How to Evolve

How to Evolve

The Day I Nearly Left My Children Behind

The opening chapter of a memoir in progress

Ros Barber's avatar
Ros Barber
Jan 30, 2026
∙ Paid

This chapter includes reflections on suicidal thinking within an abusive marriage.

You’re thirty-four. In the fourth-floor hotel room, facing the sea, you open the window. The January air has a bite. Behind you, your husband is shouting. His voice has a cannon-like boom that vibrates through your body. He is eight inches taller than you and five stone heavier. He earns hundreds of pounds an hour; you earn sixty a week. A spew of contempt rains down on your head. It’s your birthday.

You want to escape. Couples counselling didn’t prise open the hatch. You hoped she would give him her expert opinion that the marriage was over. Help you find a way out. But he charmed her. His words carried weight, while yours seemed as flimsy as ash. The problem, he said, is that we don’t have sex. A symptom, not the cause, of your distance. But she believed him, not you. Obliged you to commit to intimacy exercises. Unbearable twenty-minute sessions on the sofa with a man whose chain-smoker breath and belly repulse you. You are hungry for sex, but not with someone who despises you.

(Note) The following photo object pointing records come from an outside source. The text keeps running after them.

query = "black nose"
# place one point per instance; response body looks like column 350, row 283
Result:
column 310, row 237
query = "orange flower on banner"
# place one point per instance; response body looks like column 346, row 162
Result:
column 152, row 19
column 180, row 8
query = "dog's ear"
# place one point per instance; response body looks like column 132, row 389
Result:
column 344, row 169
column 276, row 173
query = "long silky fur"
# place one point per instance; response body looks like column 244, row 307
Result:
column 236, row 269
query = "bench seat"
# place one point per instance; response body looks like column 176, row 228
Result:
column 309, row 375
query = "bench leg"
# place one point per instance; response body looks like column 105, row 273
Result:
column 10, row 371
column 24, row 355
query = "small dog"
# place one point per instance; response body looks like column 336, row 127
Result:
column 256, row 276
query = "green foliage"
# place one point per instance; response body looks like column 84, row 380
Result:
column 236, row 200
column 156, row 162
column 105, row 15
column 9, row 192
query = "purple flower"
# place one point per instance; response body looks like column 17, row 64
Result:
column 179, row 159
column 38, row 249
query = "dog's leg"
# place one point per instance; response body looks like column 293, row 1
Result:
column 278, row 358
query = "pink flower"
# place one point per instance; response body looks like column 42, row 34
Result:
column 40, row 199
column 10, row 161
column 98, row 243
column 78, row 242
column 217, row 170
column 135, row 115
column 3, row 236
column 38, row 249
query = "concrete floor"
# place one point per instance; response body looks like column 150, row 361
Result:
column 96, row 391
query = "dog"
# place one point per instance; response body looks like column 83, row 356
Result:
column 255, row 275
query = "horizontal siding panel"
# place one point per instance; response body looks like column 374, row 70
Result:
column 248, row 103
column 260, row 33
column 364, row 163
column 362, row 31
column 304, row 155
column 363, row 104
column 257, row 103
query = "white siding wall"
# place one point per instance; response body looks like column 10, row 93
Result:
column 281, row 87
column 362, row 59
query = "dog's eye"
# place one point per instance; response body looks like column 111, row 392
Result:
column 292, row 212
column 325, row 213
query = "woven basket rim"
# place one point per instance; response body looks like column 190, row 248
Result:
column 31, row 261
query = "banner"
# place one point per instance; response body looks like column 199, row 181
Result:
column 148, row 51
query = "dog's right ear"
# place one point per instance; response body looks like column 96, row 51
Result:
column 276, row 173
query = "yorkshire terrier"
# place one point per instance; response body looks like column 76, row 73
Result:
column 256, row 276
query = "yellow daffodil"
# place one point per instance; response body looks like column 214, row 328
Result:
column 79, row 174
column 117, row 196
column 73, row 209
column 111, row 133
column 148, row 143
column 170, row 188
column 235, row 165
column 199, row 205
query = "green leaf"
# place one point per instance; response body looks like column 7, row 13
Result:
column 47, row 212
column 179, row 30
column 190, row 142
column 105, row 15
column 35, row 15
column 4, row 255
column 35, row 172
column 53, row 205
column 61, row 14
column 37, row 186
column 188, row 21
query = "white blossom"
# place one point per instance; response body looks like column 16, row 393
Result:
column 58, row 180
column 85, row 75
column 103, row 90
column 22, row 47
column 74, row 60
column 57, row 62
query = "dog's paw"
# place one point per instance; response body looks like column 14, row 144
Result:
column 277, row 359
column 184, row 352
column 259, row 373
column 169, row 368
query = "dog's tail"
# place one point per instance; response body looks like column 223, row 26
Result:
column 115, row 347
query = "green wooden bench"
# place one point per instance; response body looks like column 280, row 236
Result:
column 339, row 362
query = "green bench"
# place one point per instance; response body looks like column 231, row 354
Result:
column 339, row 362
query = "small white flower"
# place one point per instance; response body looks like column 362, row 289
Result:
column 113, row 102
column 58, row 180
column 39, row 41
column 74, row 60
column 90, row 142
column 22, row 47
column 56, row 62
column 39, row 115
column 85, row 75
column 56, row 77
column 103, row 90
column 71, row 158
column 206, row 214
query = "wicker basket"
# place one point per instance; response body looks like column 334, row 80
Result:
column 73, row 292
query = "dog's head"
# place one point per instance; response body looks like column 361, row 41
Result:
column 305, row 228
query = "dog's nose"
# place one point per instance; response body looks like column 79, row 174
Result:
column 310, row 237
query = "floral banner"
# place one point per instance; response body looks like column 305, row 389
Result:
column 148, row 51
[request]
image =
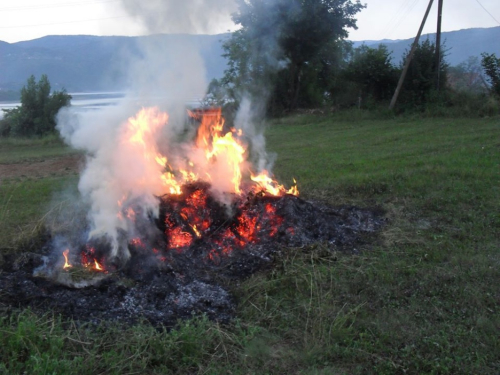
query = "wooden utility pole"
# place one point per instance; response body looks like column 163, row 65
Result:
column 410, row 56
column 438, row 43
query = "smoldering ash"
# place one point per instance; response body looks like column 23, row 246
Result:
column 138, row 167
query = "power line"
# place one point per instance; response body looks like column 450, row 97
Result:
column 61, row 23
column 55, row 5
column 486, row 10
column 403, row 16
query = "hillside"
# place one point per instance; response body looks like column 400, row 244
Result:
column 458, row 45
column 93, row 63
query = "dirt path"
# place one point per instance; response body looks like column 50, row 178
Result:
column 48, row 167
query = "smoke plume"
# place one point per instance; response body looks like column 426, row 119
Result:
column 120, row 167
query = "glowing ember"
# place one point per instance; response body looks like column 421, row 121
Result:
column 97, row 266
column 66, row 262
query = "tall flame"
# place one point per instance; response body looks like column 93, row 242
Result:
column 66, row 262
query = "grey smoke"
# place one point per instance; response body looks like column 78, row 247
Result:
column 165, row 77
column 185, row 16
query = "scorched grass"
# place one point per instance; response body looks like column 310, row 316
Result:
column 422, row 297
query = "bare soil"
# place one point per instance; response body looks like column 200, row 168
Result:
column 48, row 167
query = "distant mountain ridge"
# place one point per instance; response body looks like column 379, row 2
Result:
column 458, row 45
column 98, row 63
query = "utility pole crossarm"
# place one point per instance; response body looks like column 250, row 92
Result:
column 410, row 56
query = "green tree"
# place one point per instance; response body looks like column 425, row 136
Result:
column 281, row 48
column 467, row 77
column 491, row 66
column 420, row 81
column 36, row 115
column 372, row 73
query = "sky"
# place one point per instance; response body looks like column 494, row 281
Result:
column 382, row 19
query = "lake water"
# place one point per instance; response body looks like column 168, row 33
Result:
column 90, row 101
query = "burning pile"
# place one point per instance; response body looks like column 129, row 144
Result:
column 184, row 221
column 190, row 199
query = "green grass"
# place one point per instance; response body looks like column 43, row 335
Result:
column 423, row 297
column 17, row 150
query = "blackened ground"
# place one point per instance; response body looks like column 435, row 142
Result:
column 177, row 283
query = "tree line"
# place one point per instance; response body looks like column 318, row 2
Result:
column 37, row 114
column 294, row 55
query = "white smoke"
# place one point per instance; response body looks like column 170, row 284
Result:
column 166, row 76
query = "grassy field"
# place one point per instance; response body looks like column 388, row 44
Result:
column 421, row 298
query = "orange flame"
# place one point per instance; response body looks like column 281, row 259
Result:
column 97, row 266
column 219, row 146
column 66, row 262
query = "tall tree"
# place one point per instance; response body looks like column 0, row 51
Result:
column 419, row 85
column 372, row 71
column 491, row 66
column 280, row 42
column 36, row 115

Then there was the moment by the pond. When you told him, Look, we’re both miserable. A whole year of counselling hasn’t worked. We need to break up, for both our sakes. His face turned to acid. He said those words you will never forget. Chillingly clear. There was no way out, unless you wanted to die.

Now you want to die. He’s ranting about how worthless you are. You push the window a little wider. Across the road, a man is battling the wind with a doomed umbrella. Wintry weather has cleared the front of tourists. Directly below the window, empty pavement.